Why must we not define it?
From: Greg Bear
Date: 09/09/2008
According to the physicists I quote in my stories, it simply makes it easier to assume the matrix as axiomatic. Trying to figure out which chip and which operating system underlies reality could lead to madness! And in ETERNITY, I think, there is the theoretical question of whether or not one can feel or know what sort of operating system or computer one is living in, if one lives in a virtual universe. I recall there was once actually a Wikipedia article on this problem, but can't locate it in a quick search...
From: Vorkbaard
Location: Netherlands
Date: 09/09/2008
That makes sense, but only if the channels are made of the absolute lowest level. As long as we're not positive that that is the lowest level, we can't be sure there is not another one below it. That however would pose the same question...

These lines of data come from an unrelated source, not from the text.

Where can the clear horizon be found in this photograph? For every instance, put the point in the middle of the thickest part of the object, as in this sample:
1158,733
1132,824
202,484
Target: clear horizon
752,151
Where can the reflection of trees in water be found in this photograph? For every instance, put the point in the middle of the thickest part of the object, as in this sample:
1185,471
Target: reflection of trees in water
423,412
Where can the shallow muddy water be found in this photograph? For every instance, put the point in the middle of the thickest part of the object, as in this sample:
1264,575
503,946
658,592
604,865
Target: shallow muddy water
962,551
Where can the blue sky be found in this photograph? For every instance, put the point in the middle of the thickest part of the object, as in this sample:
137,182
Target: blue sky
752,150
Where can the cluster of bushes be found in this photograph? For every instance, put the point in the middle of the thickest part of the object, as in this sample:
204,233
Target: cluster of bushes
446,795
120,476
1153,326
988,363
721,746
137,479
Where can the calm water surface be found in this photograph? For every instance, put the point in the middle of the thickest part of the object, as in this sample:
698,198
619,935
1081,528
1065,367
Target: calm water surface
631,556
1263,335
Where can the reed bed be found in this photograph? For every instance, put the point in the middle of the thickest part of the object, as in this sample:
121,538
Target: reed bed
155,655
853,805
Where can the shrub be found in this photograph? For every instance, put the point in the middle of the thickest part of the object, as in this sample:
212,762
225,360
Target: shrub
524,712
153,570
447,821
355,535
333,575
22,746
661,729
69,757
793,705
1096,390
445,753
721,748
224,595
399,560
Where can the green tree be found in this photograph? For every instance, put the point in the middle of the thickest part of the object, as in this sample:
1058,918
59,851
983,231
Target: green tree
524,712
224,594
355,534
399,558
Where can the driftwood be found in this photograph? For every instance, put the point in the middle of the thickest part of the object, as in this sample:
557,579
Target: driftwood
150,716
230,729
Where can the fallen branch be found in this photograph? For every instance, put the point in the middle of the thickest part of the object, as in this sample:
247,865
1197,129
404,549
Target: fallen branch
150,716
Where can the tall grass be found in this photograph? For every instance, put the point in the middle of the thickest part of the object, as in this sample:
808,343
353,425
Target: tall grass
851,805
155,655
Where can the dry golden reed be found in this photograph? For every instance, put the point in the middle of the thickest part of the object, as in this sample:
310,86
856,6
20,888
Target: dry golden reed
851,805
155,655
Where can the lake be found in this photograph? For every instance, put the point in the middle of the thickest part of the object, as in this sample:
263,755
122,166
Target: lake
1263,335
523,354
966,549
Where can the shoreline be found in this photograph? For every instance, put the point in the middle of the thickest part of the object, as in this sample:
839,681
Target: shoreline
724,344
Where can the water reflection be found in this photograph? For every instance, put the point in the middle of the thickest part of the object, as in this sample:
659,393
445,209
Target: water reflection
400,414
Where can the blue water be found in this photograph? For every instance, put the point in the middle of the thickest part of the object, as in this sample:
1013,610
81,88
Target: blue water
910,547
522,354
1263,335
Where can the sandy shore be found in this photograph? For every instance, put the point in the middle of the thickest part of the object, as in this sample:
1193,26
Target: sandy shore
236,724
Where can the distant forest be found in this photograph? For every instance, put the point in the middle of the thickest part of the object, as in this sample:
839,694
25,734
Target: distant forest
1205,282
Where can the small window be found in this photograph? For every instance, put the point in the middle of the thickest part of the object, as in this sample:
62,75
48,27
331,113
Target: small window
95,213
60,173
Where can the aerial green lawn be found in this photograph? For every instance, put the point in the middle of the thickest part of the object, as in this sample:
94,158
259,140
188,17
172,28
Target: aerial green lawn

Anyway they provide fantastic speculation :) Thanks!
From: patrick
Location:
Date: 09/15/2008
And here's an answer: in music based on the 12-tone chromatic scale, whether it be tertian tonal or no, there is no axiomatic start point. If tertian tonal, the key is wherever one decides to start on, as it can be transposed to any other key. Similarly in 12-tone music, the prime form row is arbitrary. What constrain these are generally aural context - instrumentation - and composer predilection.
In the case of physics, it may (and I suspect it is) as easy as doing similar to what Greg says, except it, although rather than 'axiomatic' perhaps just 'functional'. (Or, of course, funxional.)